С утра должна была Гретель повесить котёл с водой и разжечь костёр.

– Сперва мы будем печь, – сказала старуха, – я уже и печь натопила и тесто замесила, – и подтолкнула бедную Гретель к печи, из которой уже вырывались языки пламени.

– Полезай внутрь, – сказала ведьма, – и посмотри, хорошо ли печка протопилась, чтобы я туда поставила хлеб, – и, как только Гретель оказалась бы внутри печки, задвинула бы старуха заслонку, а как Гретель'б запеклась, ведьма бы ею и полакомилась. Но девочка поняла, что старушка задумала, и произнесла:

– А я не знаю, как это делать, как же я туда полезу?

– Вот дура! – разбранилась карга, – тоже мне великая наука! Смотри внимательно, как я сейчас сама всё сделаю!  – и с этими словами она засунула печку голову. Тут Гретель старухе дала такого пинка, что ведьма целиком в печке оказалась, а Гретель быстро поставила железную заслонку и задвинула засов. Хуууу, как начала старуха выть звериным воем, но Гретель сбежала, и безбожная ведьма в муках сгорела дотла.

А Гретель побежала прямиком к Гензелю, открыла хлев и закричала:" Гензель, мы спасены! Старуха мертва!". Гензель вылетел, как птица из клетки, стоило лишь Гретель отворить дверь. И как они радовались, обнимались, прыгали вместе от восторга и целовались! А после, когда им уже совершенно было нечего бояться, они вошли ещё раз в старухин дом. А там во всех углах стояли ларцы с жемчугом и драгоценными камнями.

– Это получше, чем галька, – сказал Гензель, набив свою торбу драгоценностями. А Гретель прибавила:

– Возьму и я с собой в дом что-нибудь, – и набила полный передник.

– А теперь пора в путь, – произнёс Гензель, – так выйдем из заколдованного леса.

Но, пройдя несколько часов, достигли они большой воды.

– Не можем мы здесь перебраться, – заключил Гензель, – ни мостков не видно, ни моста.

– И кораблики не плавают, – ответила Гретель, – только плавает там белая уточка, и если я её попрошу, она нам поможет на ту сторону перебраться.

И кликнула утку Гретель:

– Утица, Утица,
На берегу братец с сестрицей
И ни моста, ни тростинки
Возьми нас на спинку!

Утица подплыла и Гензель сел ей на спину, и попросил сестрицу сесть к нему.

– Нет, – сказала Гретель, – уточке будет тяжело. Пусть она перевезёт нас по очереди.

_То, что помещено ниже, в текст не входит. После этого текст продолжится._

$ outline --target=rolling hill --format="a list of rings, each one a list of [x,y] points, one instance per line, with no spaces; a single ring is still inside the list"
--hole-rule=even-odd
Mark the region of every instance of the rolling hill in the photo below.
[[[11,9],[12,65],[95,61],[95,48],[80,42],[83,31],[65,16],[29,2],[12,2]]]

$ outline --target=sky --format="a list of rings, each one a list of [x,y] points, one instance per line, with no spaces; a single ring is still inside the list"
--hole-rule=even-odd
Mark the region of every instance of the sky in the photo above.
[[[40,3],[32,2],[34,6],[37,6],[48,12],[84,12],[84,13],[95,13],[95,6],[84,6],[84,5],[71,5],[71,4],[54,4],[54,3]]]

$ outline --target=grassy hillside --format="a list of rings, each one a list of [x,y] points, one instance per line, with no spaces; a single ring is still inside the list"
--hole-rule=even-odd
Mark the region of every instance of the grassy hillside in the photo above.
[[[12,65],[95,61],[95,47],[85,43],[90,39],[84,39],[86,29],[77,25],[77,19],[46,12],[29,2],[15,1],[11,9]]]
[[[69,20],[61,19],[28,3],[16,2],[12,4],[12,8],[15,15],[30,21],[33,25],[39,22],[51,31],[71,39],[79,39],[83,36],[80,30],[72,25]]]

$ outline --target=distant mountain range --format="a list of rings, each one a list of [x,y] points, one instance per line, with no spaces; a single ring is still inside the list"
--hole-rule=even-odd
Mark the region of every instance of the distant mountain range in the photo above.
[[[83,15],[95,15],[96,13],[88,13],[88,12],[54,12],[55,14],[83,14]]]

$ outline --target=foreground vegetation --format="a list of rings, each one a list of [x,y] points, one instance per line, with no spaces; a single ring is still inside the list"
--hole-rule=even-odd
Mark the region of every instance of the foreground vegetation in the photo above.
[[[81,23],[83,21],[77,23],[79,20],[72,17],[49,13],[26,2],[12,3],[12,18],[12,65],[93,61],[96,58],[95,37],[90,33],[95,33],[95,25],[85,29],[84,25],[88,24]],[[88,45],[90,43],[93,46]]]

Добрая уточка так и сделала, и когда они благополучно переправились, а потом прошли ещё немного, лес вдруг начал становиться всё более знакомым, и ещё, и ещё, и вот наконец-то вдали показался отчий дом. Тут они начали бежать, влетели в избу и повисли у своего отца на шее. А отец-то с тех пор, как детей в лесу оставил, ни минуты радости не знал, ну а мачеха, так вообще померла. Гретель встряхнула своим передником и жемчужины и драгоценные камни поскакали кругом по комнате, пока Гензель вытаскивал из своей торбы одну пригоршню за другой драгоценностей. И остались у них горести позади, и зажили они вместе в любви и радости. Вот и сказочке конец, а кто слушал молодец. (дословно: кончилась моя сказка, пробежала мышка, кто поймает, сможет себе сделать меховую шапку).

7. Братик и сестричка

(сказка братьев Гримм)

Братик взял сестричку за руку и сказал:

– С тех пор, как наша матушка отдала Богу душу, стала у нас жизнь совсем беспросветная. Мачеха постоянно нас колотит, а как мы к ней подходим, гонит нас ногами вон. Весь наш обед – это случайно оставленные на столе твёрдые хлебные корочки, даже собачка под столом, и то лучше живёт; ей хоть иногда достаются хорошие куски.  Господи помилуй! Если бы наша мама знала!  Пойдём, лучше будем вместе по белу свету скитаться.